With X, one could look at an imbedded object, try to determine its
appropriate size, then ask a renderer to image a file into a
sub-window inside the browser's viewing area.
| 2) What if one wants to put hot-spots (links) into one of these
|    foreign format objects?  For example, suppose one wants the user to
|    be able to point & client on a portion of the mathematical formula,
|    which is linked to another mathematical formula (or a graph, or a
|    piece of text, etc) which more fully explains it?
This is the biggest argument for always providing a canonical image
representation of non-plain-textual data.
My dream for ultimate flexibility in the browser would be for the
server and the browser be able to negotiate the browser's needs for a
canonical, viewable image of the document. 
1) The browser would ask what size the image (or paper, or whatever)
   is designed to be viewed at.
2) The server would report the designated image size, along with a
   summary of its capacity for generating other image sizes.

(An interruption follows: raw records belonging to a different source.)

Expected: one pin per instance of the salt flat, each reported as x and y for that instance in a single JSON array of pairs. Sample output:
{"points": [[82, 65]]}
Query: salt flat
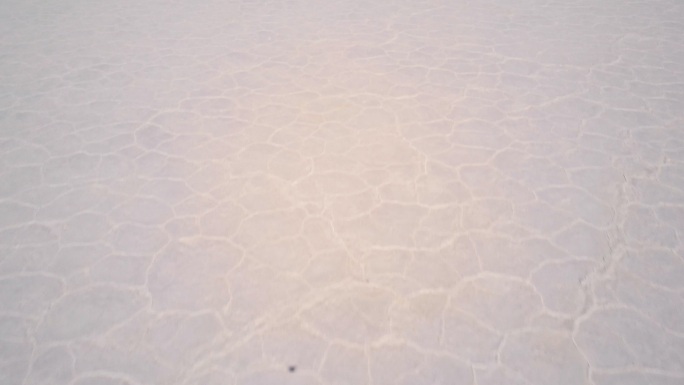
{"points": [[320, 192]]}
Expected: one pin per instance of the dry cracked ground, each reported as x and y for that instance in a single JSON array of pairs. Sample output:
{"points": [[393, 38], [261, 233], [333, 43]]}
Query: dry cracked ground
{"points": [[342, 192]]}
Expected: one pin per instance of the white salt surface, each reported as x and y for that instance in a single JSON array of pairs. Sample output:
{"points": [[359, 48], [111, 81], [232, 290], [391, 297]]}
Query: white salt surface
{"points": [[350, 192]]}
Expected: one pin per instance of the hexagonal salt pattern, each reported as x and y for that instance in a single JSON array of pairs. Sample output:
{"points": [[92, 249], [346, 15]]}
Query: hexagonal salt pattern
{"points": [[342, 192]]}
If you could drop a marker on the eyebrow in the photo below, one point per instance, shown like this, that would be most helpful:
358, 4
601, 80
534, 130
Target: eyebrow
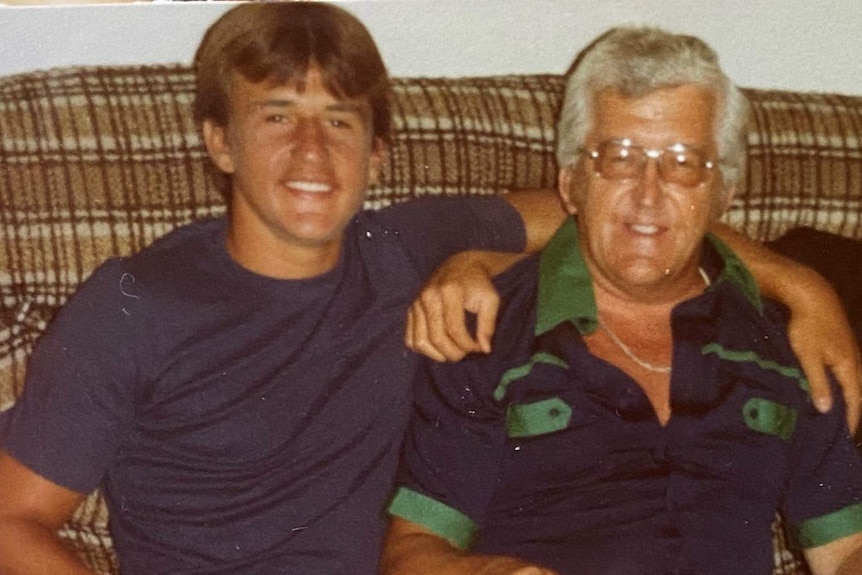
359, 108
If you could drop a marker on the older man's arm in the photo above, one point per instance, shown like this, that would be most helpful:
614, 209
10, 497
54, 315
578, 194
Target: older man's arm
32, 509
819, 330
840, 557
410, 549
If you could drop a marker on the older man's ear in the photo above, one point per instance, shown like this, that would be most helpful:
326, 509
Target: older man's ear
567, 187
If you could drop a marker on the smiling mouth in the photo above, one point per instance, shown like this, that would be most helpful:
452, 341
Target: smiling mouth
309, 187
647, 229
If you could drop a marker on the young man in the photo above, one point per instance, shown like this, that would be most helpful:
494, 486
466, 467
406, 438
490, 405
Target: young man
642, 411
239, 389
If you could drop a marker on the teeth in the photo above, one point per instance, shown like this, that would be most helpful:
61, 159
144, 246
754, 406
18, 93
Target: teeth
312, 187
645, 228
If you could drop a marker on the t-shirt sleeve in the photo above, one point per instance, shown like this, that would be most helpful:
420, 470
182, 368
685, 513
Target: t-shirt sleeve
452, 451
69, 422
433, 229
824, 500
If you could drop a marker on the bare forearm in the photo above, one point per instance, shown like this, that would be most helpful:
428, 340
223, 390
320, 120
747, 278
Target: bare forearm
541, 212
411, 550
28, 548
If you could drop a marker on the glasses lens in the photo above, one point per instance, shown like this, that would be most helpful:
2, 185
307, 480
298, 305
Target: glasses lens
617, 161
682, 165
678, 164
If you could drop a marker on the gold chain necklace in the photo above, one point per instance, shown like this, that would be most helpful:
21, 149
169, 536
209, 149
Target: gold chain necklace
627, 350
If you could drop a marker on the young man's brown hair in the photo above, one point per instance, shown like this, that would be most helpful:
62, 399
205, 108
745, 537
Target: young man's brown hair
278, 43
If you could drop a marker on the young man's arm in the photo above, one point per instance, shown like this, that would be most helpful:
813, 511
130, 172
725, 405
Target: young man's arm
820, 333
819, 330
410, 549
32, 509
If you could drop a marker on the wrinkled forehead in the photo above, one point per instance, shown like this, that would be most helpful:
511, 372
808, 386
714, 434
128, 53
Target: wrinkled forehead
677, 114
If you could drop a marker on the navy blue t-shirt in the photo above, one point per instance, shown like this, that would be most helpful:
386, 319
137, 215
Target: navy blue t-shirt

3) The browser would request an image of whatever parameters best suit the
   available display.
4) The server would either
 - Image the document according to the browser's specifications,
   caching it for future retrieval by browser's with similar needs.
 - Send the one image closest to the browser's requirements for that
   document if no dynamic image generation were possible
Each link in the image would consist of:
 -  a union of rectangles designating the boundary of the link
 -  a URL
 -  a set of flags, perhaps including one indicating whether the link
    should be decorated by the browser, or whether the link is already 
    decorated in the image
5) The browser would scale the image if necessary (obviously it would
   be preferable for the server to be able to generate an image that
   is best suited for the browser, but if not the browser would scale
   the image and the corresponding regions down), then present it to
   the user.
This way, links could be provided in a reliable fashion within ANY
kind of complex data, and exterior viewers could be used to do a
better job of imaging a particular kind of data to other output
devices at the browser's disposal.  E.g., a PostScript document would
be available on screen at an appropriate resolution with links
included, and the same document (or a version of the document that
didn't have the links decorated) could be sent to a file or a printer.
It might even be possible to provide the same set of links with
something that is imaged at the browser's side if there is a
definitive representation for that data type that can be relied on.
Something similar could be done with sound files by
providing a start and stop time for a particular link.  Video files
likewise, with start, stop and a union of rectangles.